Conversely, by suggesting that “animal rights come before religion”, Denmark’s decision to ban kosher and halal slaughtering suggests that the ethical code and moral fabric of Jewish and Islamic communities exists outside of, and is incompatible with, ‘normal’ Danish society. In this, the decision seems to be less about the promotion of animal rights, and more about the regression of religious tolerance.It seems unfair that so much attention is focused on religious groups when there are larger, more widespread problems with the production and consumption of meat. Battery farming is rife and the welfare of animals is often completely ignored in order to feed the wants of our consumer desires. This begs the question: which is crueller – keeping a chicken in a battery coop all its life, or quickly cutting a lamb’s throat? The cruelties of factory farming extend over an animal’s whole lifetime whereas the cruelty of ritual slaughter lasts only a few minutes. Indeed, Denmark’s move to outlaw halal and kosher slaughtering is a distraction from the wider truth – that killing animals is never pleasant.
If Denmark is so worried about animal welfare, why not tackle the barbaric conditions of its pig farming industry? (Or even its giraffe-killing zoos?) During a study into the Danish pig industry, Compassion in World Farming found that in 67 per cent of farms visited there were either no or ineffective environmental enrichment. Pregnant sows were confined to stalls, unable to move or exercise; pig pens were ‘barren and over-crowded’ and, in every case, pigs were unable to engage in their natural behaviour. Furthermore as Danish agriculture minister Dan Jørgensen points out, 25,000 piglets die in Danish factory farms every day – they never even make it to the slaughterhouse.

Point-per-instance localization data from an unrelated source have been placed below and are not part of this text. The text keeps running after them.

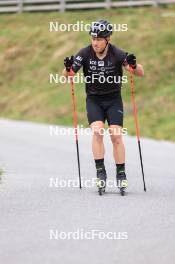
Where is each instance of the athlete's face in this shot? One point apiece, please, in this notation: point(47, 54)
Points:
point(98, 44)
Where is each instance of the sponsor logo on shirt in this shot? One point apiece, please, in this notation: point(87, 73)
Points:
point(93, 68)
point(79, 58)
point(93, 62)
point(100, 63)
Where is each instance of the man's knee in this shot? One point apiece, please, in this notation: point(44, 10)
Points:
point(116, 139)
point(98, 130)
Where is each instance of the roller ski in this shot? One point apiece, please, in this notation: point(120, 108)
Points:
point(122, 182)
point(101, 180)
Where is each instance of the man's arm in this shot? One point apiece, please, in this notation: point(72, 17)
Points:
point(67, 73)
point(131, 61)
point(138, 71)
point(68, 62)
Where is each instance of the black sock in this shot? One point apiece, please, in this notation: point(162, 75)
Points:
point(99, 163)
point(120, 168)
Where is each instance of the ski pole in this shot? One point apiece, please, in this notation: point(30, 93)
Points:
point(75, 126)
point(136, 122)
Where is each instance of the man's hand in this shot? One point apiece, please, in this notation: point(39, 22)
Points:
point(131, 60)
point(68, 61)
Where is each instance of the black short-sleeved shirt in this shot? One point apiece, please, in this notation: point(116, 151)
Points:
point(110, 66)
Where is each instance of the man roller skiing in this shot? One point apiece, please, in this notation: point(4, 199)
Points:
point(104, 101)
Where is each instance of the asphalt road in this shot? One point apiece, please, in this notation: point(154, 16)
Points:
point(37, 216)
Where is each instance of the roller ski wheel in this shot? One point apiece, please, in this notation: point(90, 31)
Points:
point(101, 180)
point(122, 183)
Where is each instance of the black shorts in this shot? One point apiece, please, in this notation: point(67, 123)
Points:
point(105, 107)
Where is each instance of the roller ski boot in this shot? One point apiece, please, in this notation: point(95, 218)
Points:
point(101, 180)
point(122, 182)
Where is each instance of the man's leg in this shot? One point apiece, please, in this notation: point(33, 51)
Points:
point(97, 140)
point(98, 152)
point(118, 145)
point(119, 155)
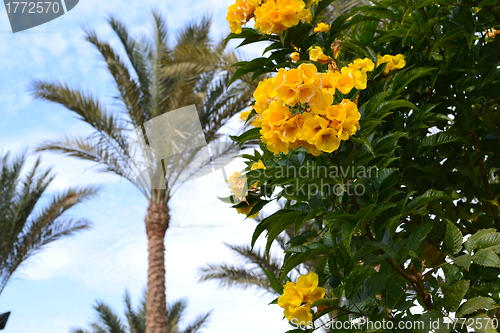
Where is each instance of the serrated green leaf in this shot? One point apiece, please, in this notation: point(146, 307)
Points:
point(463, 261)
point(482, 323)
point(486, 258)
point(264, 224)
point(453, 239)
point(277, 227)
point(274, 282)
point(454, 295)
point(472, 243)
point(475, 304)
point(348, 229)
point(252, 134)
point(424, 198)
point(489, 240)
point(419, 235)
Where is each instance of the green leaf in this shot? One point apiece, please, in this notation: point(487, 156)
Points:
point(276, 228)
point(463, 261)
point(264, 224)
point(454, 295)
point(486, 258)
point(252, 134)
point(472, 243)
point(437, 139)
point(482, 323)
point(453, 239)
point(489, 240)
point(419, 235)
point(274, 281)
point(348, 229)
point(410, 76)
point(424, 198)
point(429, 319)
point(475, 304)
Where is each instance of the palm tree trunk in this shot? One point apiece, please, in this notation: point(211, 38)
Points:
point(157, 221)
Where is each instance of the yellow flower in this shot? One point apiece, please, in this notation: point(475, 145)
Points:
point(258, 165)
point(239, 14)
point(287, 94)
point(327, 82)
point(359, 77)
point(277, 113)
point(316, 294)
point(276, 16)
point(343, 82)
point(344, 118)
point(392, 62)
point(292, 128)
point(293, 77)
point(295, 56)
point(275, 144)
point(365, 64)
point(290, 297)
point(307, 283)
point(294, 296)
point(305, 92)
point(320, 101)
point(245, 210)
point(399, 61)
point(492, 32)
point(309, 72)
point(244, 115)
point(311, 149)
point(322, 27)
point(301, 314)
point(238, 185)
point(326, 140)
point(311, 127)
point(316, 54)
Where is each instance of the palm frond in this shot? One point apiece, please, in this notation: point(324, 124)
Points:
point(27, 227)
point(136, 52)
point(135, 322)
point(109, 158)
point(198, 324)
point(233, 276)
point(128, 87)
point(108, 322)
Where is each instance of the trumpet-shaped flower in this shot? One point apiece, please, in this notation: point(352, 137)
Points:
point(316, 54)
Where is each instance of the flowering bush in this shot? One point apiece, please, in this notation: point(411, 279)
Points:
point(380, 131)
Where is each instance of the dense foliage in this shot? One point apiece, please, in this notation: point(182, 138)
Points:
point(400, 219)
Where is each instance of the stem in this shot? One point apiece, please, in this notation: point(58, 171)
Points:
point(484, 178)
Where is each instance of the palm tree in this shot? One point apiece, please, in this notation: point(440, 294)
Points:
point(26, 225)
point(152, 79)
point(109, 322)
point(248, 271)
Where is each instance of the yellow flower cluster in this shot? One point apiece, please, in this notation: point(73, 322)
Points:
point(393, 62)
point(322, 27)
point(271, 16)
point(306, 291)
point(238, 184)
point(294, 108)
point(240, 13)
point(316, 54)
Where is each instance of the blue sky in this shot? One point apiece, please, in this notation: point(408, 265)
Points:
point(55, 290)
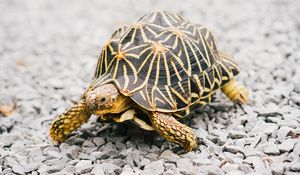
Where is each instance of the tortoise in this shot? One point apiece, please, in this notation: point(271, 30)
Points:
point(162, 65)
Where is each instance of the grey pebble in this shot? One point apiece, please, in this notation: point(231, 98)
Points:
point(271, 149)
point(110, 168)
point(84, 166)
point(235, 172)
point(236, 134)
point(97, 170)
point(99, 141)
point(287, 145)
point(185, 166)
point(156, 167)
point(232, 149)
point(168, 154)
point(295, 166)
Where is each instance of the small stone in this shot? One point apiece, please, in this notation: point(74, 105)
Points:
point(88, 144)
point(127, 170)
point(235, 172)
point(97, 170)
point(287, 145)
point(84, 166)
point(251, 152)
point(144, 162)
point(168, 154)
point(201, 161)
point(295, 166)
point(99, 141)
point(283, 131)
point(232, 149)
point(156, 167)
point(236, 134)
point(185, 166)
point(56, 83)
point(272, 149)
point(269, 128)
point(54, 154)
point(16, 167)
point(277, 168)
point(110, 168)
point(54, 168)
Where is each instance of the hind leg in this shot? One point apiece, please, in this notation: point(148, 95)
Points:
point(235, 92)
point(174, 131)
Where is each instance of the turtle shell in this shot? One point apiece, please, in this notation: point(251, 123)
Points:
point(164, 63)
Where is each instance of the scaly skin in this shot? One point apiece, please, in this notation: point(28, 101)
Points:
point(69, 121)
point(235, 92)
point(174, 131)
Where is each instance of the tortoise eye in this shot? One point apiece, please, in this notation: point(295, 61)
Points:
point(102, 99)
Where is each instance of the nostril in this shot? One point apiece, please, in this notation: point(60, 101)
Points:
point(102, 99)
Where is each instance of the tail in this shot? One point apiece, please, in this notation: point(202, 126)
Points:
point(69, 121)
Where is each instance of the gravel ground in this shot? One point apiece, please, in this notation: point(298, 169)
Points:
point(48, 52)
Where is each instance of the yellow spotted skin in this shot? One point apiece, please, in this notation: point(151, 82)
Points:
point(174, 131)
point(236, 92)
point(69, 121)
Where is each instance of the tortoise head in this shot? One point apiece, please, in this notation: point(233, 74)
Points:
point(106, 99)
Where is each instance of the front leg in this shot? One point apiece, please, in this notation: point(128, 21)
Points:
point(69, 121)
point(174, 131)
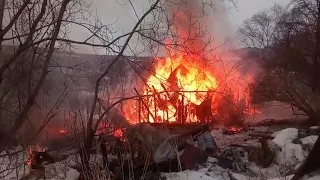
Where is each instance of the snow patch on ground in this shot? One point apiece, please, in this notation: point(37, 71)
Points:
point(291, 154)
point(285, 136)
point(188, 175)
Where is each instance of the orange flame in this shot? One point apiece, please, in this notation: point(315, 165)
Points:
point(30, 153)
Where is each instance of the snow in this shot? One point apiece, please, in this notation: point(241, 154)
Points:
point(291, 154)
point(282, 178)
point(285, 136)
point(188, 175)
point(309, 140)
point(314, 127)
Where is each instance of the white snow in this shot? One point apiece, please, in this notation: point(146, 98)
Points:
point(291, 154)
point(188, 175)
point(314, 127)
point(309, 140)
point(285, 136)
point(283, 178)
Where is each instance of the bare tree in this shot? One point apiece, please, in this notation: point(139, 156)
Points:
point(25, 62)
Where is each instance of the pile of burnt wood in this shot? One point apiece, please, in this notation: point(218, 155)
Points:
point(153, 149)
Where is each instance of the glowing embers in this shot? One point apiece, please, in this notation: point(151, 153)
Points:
point(174, 92)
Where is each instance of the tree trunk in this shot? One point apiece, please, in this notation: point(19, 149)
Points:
point(2, 5)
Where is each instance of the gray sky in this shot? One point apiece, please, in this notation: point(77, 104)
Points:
point(224, 26)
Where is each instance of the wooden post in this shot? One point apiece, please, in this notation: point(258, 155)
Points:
point(146, 106)
point(139, 109)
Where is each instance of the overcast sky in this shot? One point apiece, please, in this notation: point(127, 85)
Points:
point(224, 26)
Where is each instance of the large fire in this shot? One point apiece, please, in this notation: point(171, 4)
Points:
point(185, 87)
point(181, 90)
point(177, 82)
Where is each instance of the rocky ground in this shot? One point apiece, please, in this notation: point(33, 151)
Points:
point(289, 145)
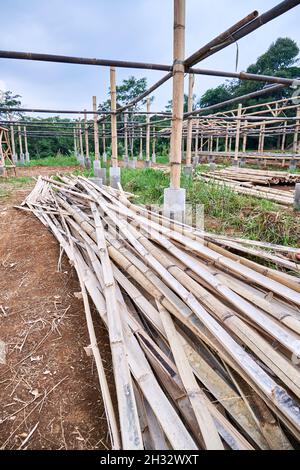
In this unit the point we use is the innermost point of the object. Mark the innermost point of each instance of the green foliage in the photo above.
(54, 161)
(225, 210)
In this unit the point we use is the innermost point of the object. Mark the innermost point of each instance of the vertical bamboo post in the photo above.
(178, 91)
(293, 163)
(283, 137)
(114, 138)
(96, 131)
(174, 197)
(245, 137)
(263, 138)
(13, 144)
(26, 145)
(86, 138)
(237, 136)
(125, 137)
(147, 163)
(190, 121)
(103, 138)
(141, 144)
(80, 138)
(226, 139)
(114, 170)
(75, 142)
(154, 145)
(259, 139)
(296, 134)
(197, 139)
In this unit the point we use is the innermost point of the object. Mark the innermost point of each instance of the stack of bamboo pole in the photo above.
(280, 196)
(261, 177)
(205, 343)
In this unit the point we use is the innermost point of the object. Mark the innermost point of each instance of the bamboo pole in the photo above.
(148, 132)
(80, 138)
(26, 142)
(96, 131)
(190, 121)
(125, 137)
(283, 137)
(75, 142)
(114, 138)
(237, 135)
(86, 137)
(226, 139)
(245, 137)
(20, 140)
(141, 144)
(197, 139)
(103, 138)
(178, 92)
(154, 142)
(297, 127)
(12, 137)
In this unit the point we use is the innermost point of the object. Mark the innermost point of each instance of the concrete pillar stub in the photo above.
(174, 204)
(97, 181)
(188, 170)
(114, 176)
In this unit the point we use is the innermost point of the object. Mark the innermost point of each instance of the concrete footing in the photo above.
(97, 181)
(297, 197)
(114, 176)
(174, 204)
(188, 170)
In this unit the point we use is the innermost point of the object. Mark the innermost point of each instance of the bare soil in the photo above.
(48, 382)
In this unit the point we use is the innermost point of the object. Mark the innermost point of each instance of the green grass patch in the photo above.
(225, 210)
(54, 161)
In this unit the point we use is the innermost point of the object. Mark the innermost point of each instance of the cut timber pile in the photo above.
(260, 177)
(205, 343)
(248, 188)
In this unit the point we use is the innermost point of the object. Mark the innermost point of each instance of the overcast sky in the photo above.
(139, 30)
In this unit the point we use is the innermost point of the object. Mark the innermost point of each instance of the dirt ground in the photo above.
(49, 392)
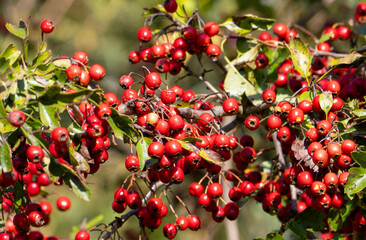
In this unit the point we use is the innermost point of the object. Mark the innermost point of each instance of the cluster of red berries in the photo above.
(28, 171)
(169, 56)
(80, 73)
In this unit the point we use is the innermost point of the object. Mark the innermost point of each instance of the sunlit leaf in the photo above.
(19, 31)
(49, 116)
(326, 102)
(122, 125)
(359, 157)
(307, 220)
(54, 97)
(356, 181)
(236, 85)
(5, 159)
(250, 22)
(349, 59)
(141, 148)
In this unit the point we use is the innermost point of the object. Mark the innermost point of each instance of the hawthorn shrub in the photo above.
(57, 125)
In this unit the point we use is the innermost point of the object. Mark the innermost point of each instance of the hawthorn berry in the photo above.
(144, 34)
(170, 6)
(82, 235)
(63, 203)
(17, 118)
(96, 72)
(47, 26)
(269, 96)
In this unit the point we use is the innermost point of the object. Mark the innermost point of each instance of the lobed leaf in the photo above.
(49, 116)
(356, 181)
(18, 31)
(326, 102)
(141, 148)
(5, 159)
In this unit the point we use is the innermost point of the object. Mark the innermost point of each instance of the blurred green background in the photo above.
(106, 30)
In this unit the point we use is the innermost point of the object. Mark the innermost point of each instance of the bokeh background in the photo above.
(106, 30)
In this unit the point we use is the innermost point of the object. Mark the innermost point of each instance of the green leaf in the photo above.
(62, 63)
(274, 236)
(19, 31)
(5, 159)
(141, 148)
(190, 139)
(242, 45)
(309, 219)
(53, 97)
(359, 157)
(231, 26)
(361, 113)
(348, 209)
(334, 220)
(251, 22)
(356, 181)
(78, 160)
(5, 125)
(246, 57)
(236, 85)
(300, 55)
(326, 102)
(79, 188)
(122, 125)
(10, 55)
(325, 37)
(41, 58)
(49, 116)
(94, 221)
(347, 60)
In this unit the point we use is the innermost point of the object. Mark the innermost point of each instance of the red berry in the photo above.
(348, 146)
(211, 29)
(295, 116)
(152, 80)
(134, 57)
(82, 235)
(63, 203)
(214, 190)
(274, 122)
(261, 61)
(144, 34)
(194, 223)
(321, 158)
(47, 26)
(156, 150)
(195, 189)
(252, 123)
(81, 57)
(304, 179)
(269, 96)
(35, 219)
(17, 118)
(213, 51)
(126, 81)
(35, 154)
(73, 73)
(170, 230)
(280, 30)
(132, 163)
(96, 72)
(170, 6)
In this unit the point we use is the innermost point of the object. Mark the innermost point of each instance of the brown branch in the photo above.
(119, 221)
(202, 78)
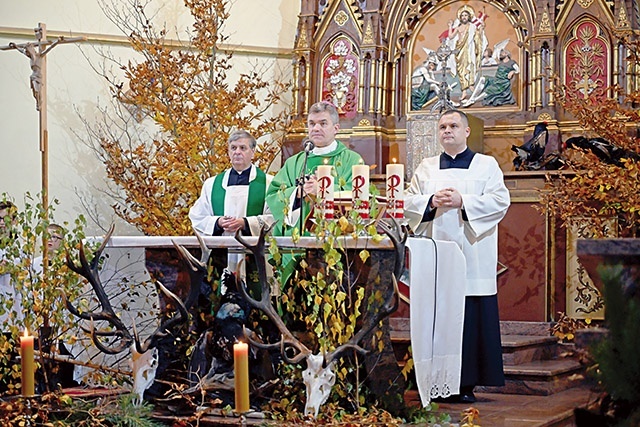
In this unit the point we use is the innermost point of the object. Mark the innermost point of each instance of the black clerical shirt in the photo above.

Although halal and kosher methods are by no means merciful, banning them could potentially drive these practices underground – meaning worse conditions and unregulated practice. But perhaps more importantly, by changing what is deemed legally acceptable, banning religious slaughtering also positions cultural minorities outside of society. The Danish government has created a distinction between the ‘acceptable’ and profitable abuse of animals in factory farming, and the ‘unacceptable’, though arguably less severe, abuse of animals in religious slaughtering. Denmark’s decision targets minorities by selectively applying a concern for animal right; the hypocrisy is plain to see.